Human understanding is the ability to connect new information to a global, unified model of the universe. Until recently, AI models were isolated (e.g., a chess model). The major advance with large multimodal models is their ability to create a single, cohesive reality model, enabling true, generalizable understanding.
As models become more powerful, the primary challenge shifts from improving capabilities to creating better ways for humans to specify what they want. Natural language is too ambiguous and code too rigid, creating a need for a new abstraction layer for intent.
Language is just one 'keyhole' into intelligence. True artificial general intelligence (AGI) requires 'world modeling'—a spatial intelligence that understands geometry, physics, and actions. This capability to represent and interact with the state of the world is the next critical phase of AI development beyond current language models.
Over two-thirds of reasoning models' performance gains came from massively increasing their 'thinking time' (inference scaling). This was a one-time jump from a zero baseline. Further gains are prohibitively expensive due to compute limitations, meaning this is not a repeatable source of progress.
Today's AI boom is fueled by scaling computation, which is a known engineering challenge. The alternative, embedding nuanced, human-like inductive biases, is far harder as it requires a deep understanding of the problem space. This difficulty gap explains why massive models dominate AI development over more targeted, efficient ones—scaling is simply the more straightforward path.
AI's capabilities are highly uneven. Models are already superhuman in specific domains like speaking 150 languages or possessing encyclopedic knowledge. However, they still fail at tasks typical humans find easy, such as continual learning or nuanced visual reasoning like understanding perspective in a photo.

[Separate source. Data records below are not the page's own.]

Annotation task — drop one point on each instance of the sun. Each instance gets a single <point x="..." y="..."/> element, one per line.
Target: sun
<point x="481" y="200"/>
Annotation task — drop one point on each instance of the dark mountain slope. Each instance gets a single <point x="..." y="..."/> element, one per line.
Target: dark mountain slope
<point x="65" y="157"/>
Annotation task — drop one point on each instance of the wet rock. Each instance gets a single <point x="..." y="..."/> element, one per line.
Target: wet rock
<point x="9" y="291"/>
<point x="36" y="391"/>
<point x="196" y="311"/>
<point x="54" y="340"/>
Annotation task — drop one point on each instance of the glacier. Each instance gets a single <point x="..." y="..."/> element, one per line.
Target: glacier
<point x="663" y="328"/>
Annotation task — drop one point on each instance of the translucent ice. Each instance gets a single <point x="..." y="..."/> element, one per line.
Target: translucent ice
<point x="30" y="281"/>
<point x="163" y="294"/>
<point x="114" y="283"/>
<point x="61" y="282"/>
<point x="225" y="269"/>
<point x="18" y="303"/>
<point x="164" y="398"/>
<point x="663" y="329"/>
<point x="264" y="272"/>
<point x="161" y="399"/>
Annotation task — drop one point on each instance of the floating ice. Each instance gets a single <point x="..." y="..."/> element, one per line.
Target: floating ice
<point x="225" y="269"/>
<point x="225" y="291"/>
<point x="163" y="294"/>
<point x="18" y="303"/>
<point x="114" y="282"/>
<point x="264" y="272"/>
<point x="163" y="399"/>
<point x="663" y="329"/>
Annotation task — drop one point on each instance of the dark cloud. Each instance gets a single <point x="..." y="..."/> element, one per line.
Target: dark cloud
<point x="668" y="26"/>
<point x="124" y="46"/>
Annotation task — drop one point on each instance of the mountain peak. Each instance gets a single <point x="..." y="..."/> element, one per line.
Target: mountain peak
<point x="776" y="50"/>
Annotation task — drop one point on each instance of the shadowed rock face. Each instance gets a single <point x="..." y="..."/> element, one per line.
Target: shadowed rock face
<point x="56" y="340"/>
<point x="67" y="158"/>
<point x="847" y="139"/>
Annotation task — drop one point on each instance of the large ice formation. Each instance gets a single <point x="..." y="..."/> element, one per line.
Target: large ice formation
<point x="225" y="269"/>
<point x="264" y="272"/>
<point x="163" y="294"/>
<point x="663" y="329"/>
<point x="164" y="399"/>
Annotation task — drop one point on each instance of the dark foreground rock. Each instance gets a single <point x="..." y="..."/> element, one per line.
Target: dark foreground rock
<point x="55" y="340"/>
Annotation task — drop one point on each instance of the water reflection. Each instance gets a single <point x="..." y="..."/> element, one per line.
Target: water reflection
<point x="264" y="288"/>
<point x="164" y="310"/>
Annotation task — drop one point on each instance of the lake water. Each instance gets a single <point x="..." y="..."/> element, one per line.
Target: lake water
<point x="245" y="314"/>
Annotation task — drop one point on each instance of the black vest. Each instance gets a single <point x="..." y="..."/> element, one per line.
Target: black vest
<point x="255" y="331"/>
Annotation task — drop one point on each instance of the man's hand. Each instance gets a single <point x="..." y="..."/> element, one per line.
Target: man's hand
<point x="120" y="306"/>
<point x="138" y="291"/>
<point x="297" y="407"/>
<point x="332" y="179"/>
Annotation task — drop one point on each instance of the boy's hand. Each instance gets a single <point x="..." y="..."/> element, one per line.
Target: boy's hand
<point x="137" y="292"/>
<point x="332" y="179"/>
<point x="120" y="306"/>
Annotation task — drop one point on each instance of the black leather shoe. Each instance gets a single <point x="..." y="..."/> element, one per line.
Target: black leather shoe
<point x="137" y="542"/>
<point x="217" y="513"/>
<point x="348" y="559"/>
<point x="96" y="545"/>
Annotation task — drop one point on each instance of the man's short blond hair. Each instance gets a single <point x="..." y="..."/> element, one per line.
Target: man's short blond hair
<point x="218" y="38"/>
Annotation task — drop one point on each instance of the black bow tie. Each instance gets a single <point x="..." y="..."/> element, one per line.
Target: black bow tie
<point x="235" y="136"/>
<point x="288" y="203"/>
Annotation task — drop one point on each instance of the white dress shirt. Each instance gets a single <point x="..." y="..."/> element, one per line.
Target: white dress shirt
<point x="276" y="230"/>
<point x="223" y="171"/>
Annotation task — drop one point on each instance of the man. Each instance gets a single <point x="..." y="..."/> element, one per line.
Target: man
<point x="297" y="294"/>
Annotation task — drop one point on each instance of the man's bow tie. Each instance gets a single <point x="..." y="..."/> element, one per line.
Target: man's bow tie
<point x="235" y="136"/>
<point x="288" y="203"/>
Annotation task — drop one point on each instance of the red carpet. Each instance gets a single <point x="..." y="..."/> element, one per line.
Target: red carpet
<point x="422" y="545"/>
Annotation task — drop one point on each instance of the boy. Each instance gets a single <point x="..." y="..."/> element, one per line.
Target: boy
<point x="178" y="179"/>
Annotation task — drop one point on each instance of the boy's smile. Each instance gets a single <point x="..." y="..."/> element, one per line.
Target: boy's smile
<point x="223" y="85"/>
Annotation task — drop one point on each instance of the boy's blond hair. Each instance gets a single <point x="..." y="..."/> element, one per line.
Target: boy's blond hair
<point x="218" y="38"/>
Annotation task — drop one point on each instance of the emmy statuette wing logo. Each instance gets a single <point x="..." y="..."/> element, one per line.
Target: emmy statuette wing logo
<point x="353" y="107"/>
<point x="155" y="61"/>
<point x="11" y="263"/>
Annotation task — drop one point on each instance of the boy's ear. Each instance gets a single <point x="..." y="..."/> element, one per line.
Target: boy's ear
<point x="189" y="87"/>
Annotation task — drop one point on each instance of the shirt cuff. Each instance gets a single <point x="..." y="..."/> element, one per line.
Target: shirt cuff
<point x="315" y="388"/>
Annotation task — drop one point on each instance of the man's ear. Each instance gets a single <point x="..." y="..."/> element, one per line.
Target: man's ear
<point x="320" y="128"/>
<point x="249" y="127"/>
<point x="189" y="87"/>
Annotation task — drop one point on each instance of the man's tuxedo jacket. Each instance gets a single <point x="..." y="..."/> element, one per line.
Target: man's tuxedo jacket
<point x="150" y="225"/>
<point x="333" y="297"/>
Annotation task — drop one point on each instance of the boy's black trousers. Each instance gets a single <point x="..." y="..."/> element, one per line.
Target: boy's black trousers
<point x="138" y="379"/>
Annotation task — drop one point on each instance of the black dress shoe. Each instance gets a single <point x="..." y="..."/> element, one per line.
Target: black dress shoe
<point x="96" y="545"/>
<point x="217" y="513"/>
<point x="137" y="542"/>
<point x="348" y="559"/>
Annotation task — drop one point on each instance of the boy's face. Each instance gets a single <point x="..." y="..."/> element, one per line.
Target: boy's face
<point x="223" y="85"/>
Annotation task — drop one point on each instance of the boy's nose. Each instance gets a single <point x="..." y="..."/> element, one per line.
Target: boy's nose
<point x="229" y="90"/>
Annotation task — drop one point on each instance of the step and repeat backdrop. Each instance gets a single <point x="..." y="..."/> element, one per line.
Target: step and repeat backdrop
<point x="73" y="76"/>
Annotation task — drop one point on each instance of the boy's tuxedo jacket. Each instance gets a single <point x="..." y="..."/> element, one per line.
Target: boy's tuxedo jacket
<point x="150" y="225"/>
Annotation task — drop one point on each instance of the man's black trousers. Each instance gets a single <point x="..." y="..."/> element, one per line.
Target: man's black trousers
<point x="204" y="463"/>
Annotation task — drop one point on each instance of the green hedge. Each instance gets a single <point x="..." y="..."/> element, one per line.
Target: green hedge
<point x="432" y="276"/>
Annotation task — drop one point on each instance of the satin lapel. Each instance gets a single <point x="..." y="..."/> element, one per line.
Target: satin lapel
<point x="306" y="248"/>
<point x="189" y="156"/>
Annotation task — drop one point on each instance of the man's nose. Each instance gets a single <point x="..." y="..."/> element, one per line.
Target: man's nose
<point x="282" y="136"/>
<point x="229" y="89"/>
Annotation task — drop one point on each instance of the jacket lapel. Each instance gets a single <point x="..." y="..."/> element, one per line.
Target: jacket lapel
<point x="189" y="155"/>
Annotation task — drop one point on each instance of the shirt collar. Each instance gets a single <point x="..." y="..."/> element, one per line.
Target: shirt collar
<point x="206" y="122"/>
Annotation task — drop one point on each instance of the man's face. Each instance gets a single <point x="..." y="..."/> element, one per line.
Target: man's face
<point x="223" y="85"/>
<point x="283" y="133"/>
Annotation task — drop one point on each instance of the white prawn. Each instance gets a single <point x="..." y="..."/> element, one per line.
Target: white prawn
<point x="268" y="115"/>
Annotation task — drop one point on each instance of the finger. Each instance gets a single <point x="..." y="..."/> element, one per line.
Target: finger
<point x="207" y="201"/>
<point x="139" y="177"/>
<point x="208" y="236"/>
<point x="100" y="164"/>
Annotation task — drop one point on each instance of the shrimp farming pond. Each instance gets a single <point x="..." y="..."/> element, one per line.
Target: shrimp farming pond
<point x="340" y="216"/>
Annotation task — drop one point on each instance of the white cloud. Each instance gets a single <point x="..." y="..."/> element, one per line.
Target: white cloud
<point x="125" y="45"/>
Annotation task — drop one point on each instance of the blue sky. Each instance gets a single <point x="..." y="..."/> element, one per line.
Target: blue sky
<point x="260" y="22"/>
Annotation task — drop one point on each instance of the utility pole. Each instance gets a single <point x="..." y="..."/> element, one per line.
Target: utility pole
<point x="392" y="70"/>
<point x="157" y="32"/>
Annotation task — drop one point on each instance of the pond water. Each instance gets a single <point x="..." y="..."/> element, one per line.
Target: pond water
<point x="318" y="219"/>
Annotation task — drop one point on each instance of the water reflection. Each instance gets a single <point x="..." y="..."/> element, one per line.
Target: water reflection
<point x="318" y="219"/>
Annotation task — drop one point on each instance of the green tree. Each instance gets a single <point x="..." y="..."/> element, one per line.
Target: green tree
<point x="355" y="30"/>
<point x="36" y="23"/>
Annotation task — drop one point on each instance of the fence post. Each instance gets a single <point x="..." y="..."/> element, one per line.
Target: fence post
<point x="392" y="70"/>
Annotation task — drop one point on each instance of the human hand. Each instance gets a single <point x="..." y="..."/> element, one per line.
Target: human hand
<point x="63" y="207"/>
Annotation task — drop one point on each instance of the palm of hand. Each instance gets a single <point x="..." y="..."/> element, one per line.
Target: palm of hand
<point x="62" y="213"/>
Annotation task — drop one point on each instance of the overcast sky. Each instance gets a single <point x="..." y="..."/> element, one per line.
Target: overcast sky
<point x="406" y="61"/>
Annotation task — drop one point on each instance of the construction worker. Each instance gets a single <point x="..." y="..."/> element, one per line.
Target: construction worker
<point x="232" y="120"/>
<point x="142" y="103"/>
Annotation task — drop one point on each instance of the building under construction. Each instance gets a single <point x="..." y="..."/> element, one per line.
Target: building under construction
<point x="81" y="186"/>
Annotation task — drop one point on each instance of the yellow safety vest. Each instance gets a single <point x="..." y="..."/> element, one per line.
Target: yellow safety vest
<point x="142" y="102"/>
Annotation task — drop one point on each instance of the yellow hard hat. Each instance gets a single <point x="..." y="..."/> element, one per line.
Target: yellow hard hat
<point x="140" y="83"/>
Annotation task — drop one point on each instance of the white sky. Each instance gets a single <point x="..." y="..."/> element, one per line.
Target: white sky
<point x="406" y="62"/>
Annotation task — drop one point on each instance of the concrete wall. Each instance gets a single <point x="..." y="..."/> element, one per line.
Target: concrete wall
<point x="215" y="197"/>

The "bitter lesson" in AI research posits that methods leveraging massive computation scale better and ultimately win out over approaches that rely on human-designed domain knowledge or clever shortcuts, favoring scale over ingenuity.
While a world model can generate a physically plausible arch, it doesn't understand the underlying physics of force distribution. This gap between pattern matching and causal reasoning is a fundamental split between AI and human intelligence, making current models unsuitable for mission-critical applications like architecture.
Prof. Cho outlines two competing visions for world models. One camp believes in high-fidelity, step-by-step prediction (e.g., video generation). The other, which he and Yann LeCun favor, argues for abstract, high-level latent models that can plan without simulating every detail, akin to human thinking.